Are automatic captions “good enough”?

Auto-captions are a helpful draft, but they often miss names, jargon, accents, and sound context. A quick human review can prevent embarrassing errors and customer confusion.


What’s the fastest change that helps most?

Add a text-first contact route on every page (chat or email), and caption your top 5 most-viewed videos.


How do we know if our site works for Deaf users in different countries?

Test with people who use different languages and sign languages, and make sure your captions/transcripts are available in the languages you actually sell in (not only English).


One solid resource to keep handy


If your team wants a straightforward starting point for media accessibility, the W3C Web Accessibility Initiative has a practical guide on captions/subtitles (with plain-language explanations and examples).

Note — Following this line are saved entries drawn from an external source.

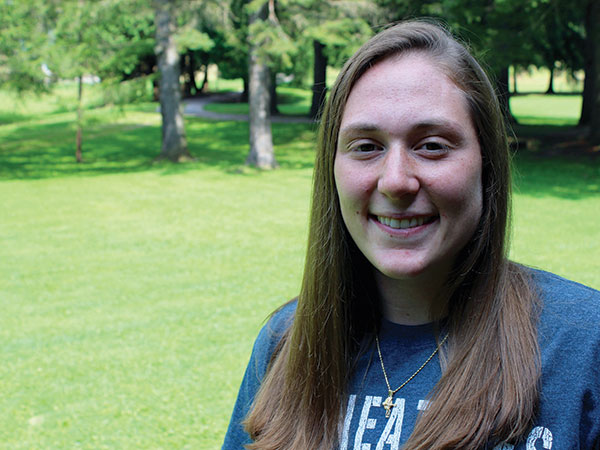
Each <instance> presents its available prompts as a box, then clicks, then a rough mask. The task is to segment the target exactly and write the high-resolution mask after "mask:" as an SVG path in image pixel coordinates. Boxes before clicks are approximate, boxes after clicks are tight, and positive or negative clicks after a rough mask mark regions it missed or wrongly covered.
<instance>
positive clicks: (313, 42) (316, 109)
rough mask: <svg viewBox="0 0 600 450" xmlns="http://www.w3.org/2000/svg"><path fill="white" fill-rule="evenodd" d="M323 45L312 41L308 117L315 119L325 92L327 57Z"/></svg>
mask: <svg viewBox="0 0 600 450" xmlns="http://www.w3.org/2000/svg"><path fill="white" fill-rule="evenodd" d="M323 48H324V45H323V44H321V43H320V42H319V41H313V49H314V67H313V97H312V101H311V104H310V113H309V115H310V117H312V118H313V119H316V118H317V117H319V116H320V115H321V108H322V107H323V103H324V102H325V96H326V94H327V57H326V56H325V54H324V53H323Z"/></svg>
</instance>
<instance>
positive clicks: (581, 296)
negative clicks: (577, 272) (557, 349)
mask: <svg viewBox="0 0 600 450" xmlns="http://www.w3.org/2000/svg"><path fill="white" fill-rule="evenodd" d="M529 270H530V271H531V272H530V273H531V279H532V280H533V283H534V287H535V289H536V291H537V293H538V295H539V297H540V300H541V311H540V318H539V331H540V337H541V338H542V339H543V340H545V339H548V340H550V341H555V340H557V338H558V337H559V336H562V337H563V338H564V339H565V340H567V341H568V342H570V343H571V344H572V345H573V346H574V347H577V346H578V345H585V344H589V343H590V341H594V342H596V343H600V326H599V325H600V291H597V290H595V289H592V288H591V287H588V286H585V285H583V284H580V283H577V282H575V281H571V280H567V279H565V278H563V277H560V276H558V275H555V274H553V273H550V272H545V271H542V270H536V269H529ZM544 338H545V339H544ZM563 343H564V342H563Z"/></svg>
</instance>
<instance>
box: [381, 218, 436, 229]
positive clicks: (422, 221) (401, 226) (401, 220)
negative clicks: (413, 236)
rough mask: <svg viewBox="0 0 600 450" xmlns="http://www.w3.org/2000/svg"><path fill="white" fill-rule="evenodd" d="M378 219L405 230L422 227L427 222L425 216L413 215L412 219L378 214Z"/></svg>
mask: <svg viewBox="0 0 600 450" xmlns="http://www.w3.org/2000/svg"><path fill="white" fill-rule="evenodd" d="M377 220H378V221H379V222H381V223H382V224H384V225H387V226H388V227H390V228H396V229H399V230H404V229H406V228H414V227H420V226H421V225H423V223H424V222H425V219H424V218H423V217H418V218H417V217H413V218H412V219H402V220H400V219H392V218H391V217H385V216H377Z"/></svg>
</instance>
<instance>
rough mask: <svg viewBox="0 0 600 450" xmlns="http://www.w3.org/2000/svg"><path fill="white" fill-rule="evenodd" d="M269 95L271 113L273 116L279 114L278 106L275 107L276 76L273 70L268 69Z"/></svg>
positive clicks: (269, 102)
mask: <svg viewBox="0 0 600 450" xmlns="http://www.w3.org/2000/svg"><path fill="white" fill-rule="evenodd" d="M269 76H270V81H269V96H270V102H269V103H270V104H271V107H270V109H271V115H273V116H275V115H278V114H279V108H278V107H277V78H276V76H275V74H274V73H273V71H271V70H269Z"/></svg>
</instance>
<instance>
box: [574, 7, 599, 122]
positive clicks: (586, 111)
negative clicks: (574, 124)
mask: <svg viewBox="0 0 600 450" xmlns="http://www.w3.org/2000/svg"><path fill="white" fill-rule="evenodd" d="M593 3H595V0H590V1H589V2H588V5H587V8H586V13H585V35H586V39H585V48H584V49H583V57H584V62H583V71H584V73H585V78H584V80H583V96H582V97H583V98H582V104H581V115H580V116H579V123H578V125H579V126H583V125H588V124H589V123H590V121H591V120H592V104H593V103H594V90H595V78H596V77H595V75H594V47H597V46H596V45H594V42H592V35H593V30H592V28H593V27H594V26H593V25H592V17H591V16H592V8H593V5H592V4H593Z"/></svg>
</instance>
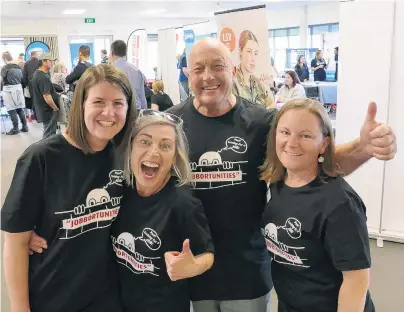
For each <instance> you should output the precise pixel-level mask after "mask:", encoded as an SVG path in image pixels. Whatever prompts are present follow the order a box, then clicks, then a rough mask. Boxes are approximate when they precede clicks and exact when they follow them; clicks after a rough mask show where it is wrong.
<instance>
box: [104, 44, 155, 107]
mask: <svg viewBox="0 0 404 312" xmlns="http://www.w3.org/2000/svg"><path fill="white" fill-rule="evenodd" d="M127 53H128V47H127V45H126V43H125V42H124V41H123V40H116V41H114V42H112V44H111V59H110V61H111V64H112V65H114V66H115V67H116V68H118V69H120V70H122V71H123V72H124V73H125V74H126V75H127V76H128V78H129V81H130V83H131V85H132V88H133V90H135V91H136V92H135V93H136V109H137V110H138V111H140V110H141V109H146V108H147V101H146V95H145V91H144V84H145V79H144V75H143V73H142V72H141V71H140V70H139V69H138V68H137V67H136V66H135V65H133V64H131V63H129V62H128V61H127V60H126V59H125V58H126V55H127Z"/></svg>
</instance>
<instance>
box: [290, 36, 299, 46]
mask: <svg viewBox="0 0 404 312" xmlns="http://www.w3.org/2000/svg"><path fill="white" fill-rule="evenodd" d="M289 48H291V49H297V48H300V36H290V37H289Z"/></svg>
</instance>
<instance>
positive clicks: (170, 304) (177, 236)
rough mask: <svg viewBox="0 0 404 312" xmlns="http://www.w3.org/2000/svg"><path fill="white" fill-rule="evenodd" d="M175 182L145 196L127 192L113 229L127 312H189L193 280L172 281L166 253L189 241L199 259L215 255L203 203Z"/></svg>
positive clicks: (171, 178)
mask: <svg viewBox="0 0 404 312" xmlns="http://www.w3.org/2000/svg"><path fill="white" fill-rule="evenodd" d="M176 183H177V182H176V178H171V179H170V181H169V182H168V183H167V185H166V186H165V187H164V188H163V189H162V190H161V191H160V192H158V193H157V194H154V195H152V196H150V197H141V196H139V195H138V193H137V191H136V190H134V189H131V188H127V189H126V191H125V194H124V199H123V202H122V209H121V211H120V213H119V216H118V218H117V220H116V221H115V222H114V225H113V227H112V243H113V248H114V250H115V253H116V260H117V262H118V263H119V265H118V276H119V282H120V291H121V298H122V302H123V304H124V307H125V311H128V312H135V311H144V312H149V311H150V312H189V310H190V304H189V302H190V298H189V290H188V281H187V280H180V281H175V282H172V281H171V280H170V278H169V277H168V274H167V268H166V265H165V260H164V254H165V253H166V252H168V251H178V252H181V251H182V244H183V242H184V240H186V239H189V240H190V247H191V250H192V252H193V254H194V255H195V256H196V255H198V254H202V253H205V252H213V251H214V249H213V244H212V239H211V236H210V232H209V227H208V222H207V220H206V216H205V213H204V211H203V207H202V204H201V202H200V201H199V200H198V199H197V198H195V197H193V196H192V193H191V190H190V188H189V186H180V187H176V186H175V184H176Z"/></svg>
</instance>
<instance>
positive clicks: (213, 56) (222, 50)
mask: <svg viewBox="0 0 404 312" xmlns="http://www.w3.org/2000/svg"><path fill="white" fill-rule="evenodd" d="M189 63H190V65H191V66H196V65H198V64H204V65H209V64H214V63H225V64H227V65H228V64H230V63H231V59H230V57H229V54H228V53H227V52H226V51H223V49H220V48H217V47H215V46H208V45H204V46H200V47H198V48H197V49H195V50H194V51H192V53H191V55H190V57H189Z"/></svg>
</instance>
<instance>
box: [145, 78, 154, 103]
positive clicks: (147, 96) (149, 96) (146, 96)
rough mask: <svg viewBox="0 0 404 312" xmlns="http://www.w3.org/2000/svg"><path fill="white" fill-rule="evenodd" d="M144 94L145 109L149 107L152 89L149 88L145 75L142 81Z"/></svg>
mask: <svg viewBox="0 0 404 312" xmlns="http://www.w3.org/2000/svg"><path fill="white" fill-rule="evenodd" d="M144 94H145V97H146V102H147V109H151V97H152V96H153V91H152V90H151V89H150V88H149V86H148V83H147V79H146V77H145V82H144Z"/></svg>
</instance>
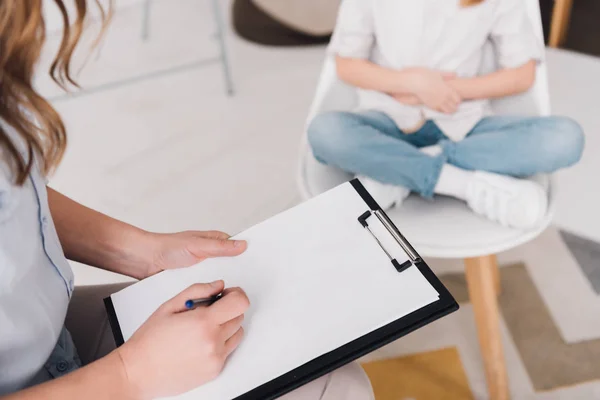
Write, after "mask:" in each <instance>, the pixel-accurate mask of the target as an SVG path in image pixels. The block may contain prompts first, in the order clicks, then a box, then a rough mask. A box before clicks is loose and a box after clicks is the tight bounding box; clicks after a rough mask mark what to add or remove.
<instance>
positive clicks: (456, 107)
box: [401, 68, 461, 114]
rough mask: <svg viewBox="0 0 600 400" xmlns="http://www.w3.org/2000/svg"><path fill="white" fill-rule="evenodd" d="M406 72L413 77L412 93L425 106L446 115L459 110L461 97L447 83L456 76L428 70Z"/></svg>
mask: <svg viewBox="0 0 600 400" xmlns="http://www.w3.org/2000/svg"><path fill="white" fill-rule="evenodd" d="M404 71H405V72H407V73H409V74H410V75H411V79H410V80H411V91H412V93H413V94H414V96H416V98H417V99H418V100H419V101H420V102H421V103H422V104H423V105H425V106H426V107H429V108H431V109H432V110H436V111H439V112H442V113H445V114H453V113H455V112H456V110H458V106H459V105H460V102H461V98H460V95H459V94H458V92H457V91H456V90H454V89H453V88H452V87H451V86H450V85H449V84H448V83H447V82H446V81H447V80H449V79H453V78H455V74H453V73H449V72H439V71H434V70H431V69H427V68H410V69H407V70H404ZM401 99H403V97H401ZM408 100H409V101H412V102H414V101H415V99H408Z"/></svg>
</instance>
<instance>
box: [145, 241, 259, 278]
mask: <svg viewBox="0 0 600 400" xmlns="http://www.w3.org/2000/svg"><path fill="white" fill-rule="evenodd" d="M147 235H149V237H148V240H149V245H147V246H145V247H146V248H141V247H140V251H147V252H150V254H152V255H153V256H152V258H151V259H150V260H149V261H148V263H147V265H146V270H145V271H144V273H143V274H142V276H141V278H146V277H148V276H152V275H154V274H156V273H158V272H160V271H163V270H166V269H174V268H182V267H189V266H190V265H194V264H197V263H199V262H201V261H204V260H206V259H207V258H212V257H233V256H237V255H240V254H242V253H243V252H244V251H245V250H246V247H247V245H246V242H245V241H243V240H229V235H228V234H226V233H223V232H219V231H208V232H200V231H187V232H179V233H171V234H158V233H148V234H147Z"/></svg>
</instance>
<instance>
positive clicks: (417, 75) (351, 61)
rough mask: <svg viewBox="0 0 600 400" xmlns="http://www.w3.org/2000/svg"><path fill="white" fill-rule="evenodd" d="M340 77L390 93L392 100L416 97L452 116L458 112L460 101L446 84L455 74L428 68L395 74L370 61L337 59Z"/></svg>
mask: <svg viewBox="0 0 600 400" xmlns="http://www.w3.org/2000/svg"><path fill="white" fill-rule="evenodd" d="M336 69H337V74H338V77H339V78H340V79H341V80H343V81H344V82H346V83H349V84H350V85H353V86H356V87H359V88H362V89H367V90H375V91H378V92H382V93H387V94H389V95H390V96H393V97H395V96H409V97H410V96H415V97H416V98H418V99H419V102H420V103H422V104H425V105H426V106H427V107H429V108H431V109H433V110H437V111H440V112H444V113H447V114H451V113H453V112H455V111H456V109H457V108H458V106H459V104H460V101H461V98H460V96H459V94H458V93H457V91H456V90H455V89H454V88H452V87H451V86H450V85H448V83H447V82H446V79H450V78H453V77H454V74H453V73H447V72H440V71H434V70H431V69H427V68H405V69H401V70H394V69H390V68H385V67H381V66H379V65H377V64H375V63H372V62H370V61H368V60H364V59H358V58H345V57H340V56H337V57H336Z"/></svg>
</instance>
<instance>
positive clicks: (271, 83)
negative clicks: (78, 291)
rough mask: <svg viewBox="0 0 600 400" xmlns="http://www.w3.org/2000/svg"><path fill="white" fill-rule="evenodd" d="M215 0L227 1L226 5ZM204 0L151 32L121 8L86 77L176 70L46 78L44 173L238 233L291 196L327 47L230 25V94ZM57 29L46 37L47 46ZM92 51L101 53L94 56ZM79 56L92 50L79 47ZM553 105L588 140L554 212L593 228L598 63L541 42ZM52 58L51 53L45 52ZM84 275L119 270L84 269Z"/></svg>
mask: <svg viewBox="0 0 600 400" xmlns="http://www.w3.org/2000/svg"><path fill="white" fill-rule="evenodd" d="M226 4H227V3H226V2H224V3H223V5H224V7H223V8H224V10H226V9H227V7H225V6H226ZM213 28H214V24H213V21H212V18H211V13H210V9H209V8H208V2H206V1H197V0H177V1H166V0H159V1H154V9H153V14H152V31H151V39H150V41H148V42H143V41H142V40H141V38H140V29H141V8H140V7H136V6H133V7H132V6H128V7H125V8H123V9H122V10H120V11H118V12H117V15H116V16H115V18H114V20H113V23H112V25H111V27H110V29H109V31H108V33H107V36H106V38H105V40H104V42H103V44H102V46H101V47H100V48H99V52H98V51H97V52H96V53H93V54H92V56H91V57H89V61H88V65H87V66H86V68H85V69H84V70H83V73H82V75H81V79H80V80H81V82H82V84H83V86H84V87H88V88H89V87H95V86H97V85H102V84H106V83H109V82H112V81H114V80H117V79H124V78H125V79H126V78H132V77H136V76H140V75H144V74H148V73H152V72H156V71H161V70H168V69H172V68H178V67H182V68H181V69H180V70H178V71H174V72H173V73H170V74H158V76H157V77H154V78H153V79H148V80H143V81H140V82H137V83H133V84H130V85H125V86H122V87H118V88H112V89H108V90H104V91H97V92H92V93H83V94H81V95H79V96H77V97H73V98H68V97H67V98H64V97H61V95H60V92H59V91H58V90H57V89H56V88H55V87H54V86H53V85H52V84H51V82H50V81H49V79H47V78H45V77H40V79H39V82H38V85H39V87H40V88H41V90H42V91H43V92H44V93H46V94H48V95H50V96H52V97H54V98H55V99H56V100H55V101H54V102H55V104H56V106H57V108H58V109H59V111H60V112H61V113H62V115H63V116H64V117H65V120H66V122H67V126H68V128H69V133H70V146H69V149H68V151H67V155H66V158H65V160H64V163H63V164H62V166H61V167H60V169H59V170H58V173H57V174H56V176H55V177H54V178H53V179H52V185H53V186H54V187H56V188H58V189H60V190H62V191H64V192H65V193H67V194H68V195H70V196H72V197H74V198H75V199H77V200H80V201H82V202H84V203H86V204H88V205H90V206H92V207H94V208H97V209H99V210H101V211H103V212H106V213H108V214H110V215H113V216H115V217H118V218H122V219H124V220H126V221H128V222H131V223H134V224H137V225H140V226H142V227H144V228H147V229H153V230H159V231H170V230H178V229H188V228H196V229H205V228H206V229H208V228H215V229H222V230H226V231H229V232H232V233H233V232H236V231H239V230H241V229H243V228H245V227H248V226H250V225H252V224H253V223H256V222H258V221H260V220H261V219H263V218H266V217H268V216H270V215H273V214H274V213H276V212H278V211H280V210H282V209H285V208H286V207H289V206H290V205H292V204H294V203H295V202H297V201H298V200H299V197H298V194H297V191H296V186H295V185H296V183H295V170H296V160H297V147H298V145H297V144H298V141H299V139H300V136H301V133H302V128H303V124H304V119H305V117H306V114H307V110H308V107H309V105H310V101H311V98H312V95H313V90H314V87H315V83H316V79H317V76H318V73H319V69H320V64H321V61H322V57H323V49H322V48H310V49H276V48H265V47H259V46H255V45H253V44H249V43H246V42H243V41H241V40H239V39H237V38H235V37H233V35H231V34H230V35H229V44H230V50H231V51H230V52H231V56H232V65H233V72H234V78H235V84H236V87H237V92H236V94H235V96H234V97H231V98H229V97H227V96H226V95H225V92H224V88H223V81H222V75H221V70H220V67H219V65H218V64H207V65H205V66H198V65H196V63H197V62H199V61H201V60H205V59H210V58H213V57H215V56H216V54H217V48H216V46H215V44H214V42H213V41H212V39H211V37H210V35H211V33H212V31H213ZM57 41H58V36H56V35H54V36H52V37H51V43H50V46H49V51H48V54H47V56H48V55H50V54H51V52H50V51H51V49H52V47H53V45H54V46H55V45H56V43H57ZM98 53H99V54H98ZM80 55H81V57H80V58H83V57H85V56H86V55H87V53H86V52H84V51H83V52H80ZM548 60H549V61H548V64H549V75H550V88H551V95H552V102H553V108H554V111H555V112H556V113H558V114H564V115H569V116H572V117H574V118H576V119H577V120H579V121H580V122H581V123H582V124H583V126H584V128H585V130H586V133H587V149H586V153H585V156H584V159H583V161H582V162H581V164H579V165H578V166H576V167H574V168H572V169H570V170H568V171H564V172H561V173H559V174H558V177H557V179H558V183H559V187H560V191H559V196H558V212H557V216H556V223H557V224H558V225H560V226H562V227H564V228H566V229H567V230H569V231H572V232H575V233H578V234H580V235H583V236H585V237H590V238H592V239H596V240H600V213H598V212H596V204H598V203H600V191H599V190H598V189H597V186H595V185H593V184H591V182H592V180H593V177H594V171H597V170H599V169H600V158H597V157H594V156H593V152H594V151H596V150H600V137H599V136H598V135H596V134H595V133H594V132H595V131H596V130H598V129H599V128H600V115H598V114H597V113H596V112H595V107H593V106H592V104H593V103H594V101H595V97H596V96H595V94H596V93H600V83H599V82H598V81H597V80H595V79H594V76H595V75H596V72H597V71H600V61H599V60H597V59H595V58H591V57H588V56H581V55H576V54H573V53H566V52H559V51H552V52H549V54H548ZM46 64H47V62H46ZM77 279H78V282H79V283H92V282H96V281H97V280H98V279H101V280H102V281H105V280H110V279H113V277H111V278H109V277H108V276H107V275H105V274H104V273H98V274H96V273H83V272H81V271H79V270H78V274H77Z"/></svg>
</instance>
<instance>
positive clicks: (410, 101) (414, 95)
mask: <svg viewBox="0 0 600 400" xmlns="http://www.w3.org/2000/svg"><path fill="white" fill-rule="evenodd" d="M391 96H392V97H393V98H394V100H396V101H397V102H399V103H402V104H406V105H407V106H420V105H423V102H422V101H421V99H419V98H418V97H417V96H416V95H414V94H393V95H391Z"/></svg>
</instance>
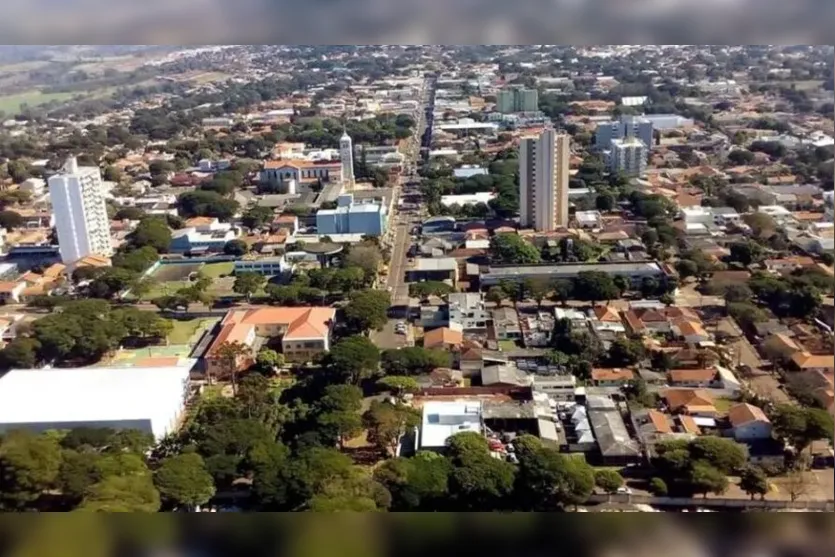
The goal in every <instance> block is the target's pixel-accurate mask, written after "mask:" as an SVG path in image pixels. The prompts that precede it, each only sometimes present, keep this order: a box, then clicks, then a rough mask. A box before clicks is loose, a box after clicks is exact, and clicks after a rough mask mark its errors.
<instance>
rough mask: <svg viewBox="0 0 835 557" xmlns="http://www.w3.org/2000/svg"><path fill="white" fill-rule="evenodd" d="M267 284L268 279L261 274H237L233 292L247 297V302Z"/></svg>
mask: <svg viewBox="0 0 835 557" xmlns="http://www.w3.org/2000/svg"><path fill="white" fill-rule="evenodd" d="M265 284H267V277H265V276H264V275H261V274H259V273H236V274H235V283H234V284H233V285H232V291H233V292H237V293H238V294H243V295H244V296H246V301H247V302H249V301H250V300H251V299H252V295H253V294H255V293H256V292H258V291H259V290H261V288H263V287H264V285H265Z"/></svg>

You can also share this resource with your video or social team so captions become a standard step in the publishing workflow, not a last-minute fix. If you work in multiple languages, it’s a helpful reference for aligning on consistent caption quality—especially for names, numbers, and key terms that customers rely on.


Conclusion


Web accessibility for Deaf and hard-of-hearing customers isn’t about adding “special features”—it’s about removing silent points of failure. Captions, transcripts, and text-first support make your site usable across languages, devices, and countries. Start with your highest-traffic pages and your most-watched videos, then expand from there. The payoff is simple: clearer communication, fewer abandoned journeys, and more customers who feel respected.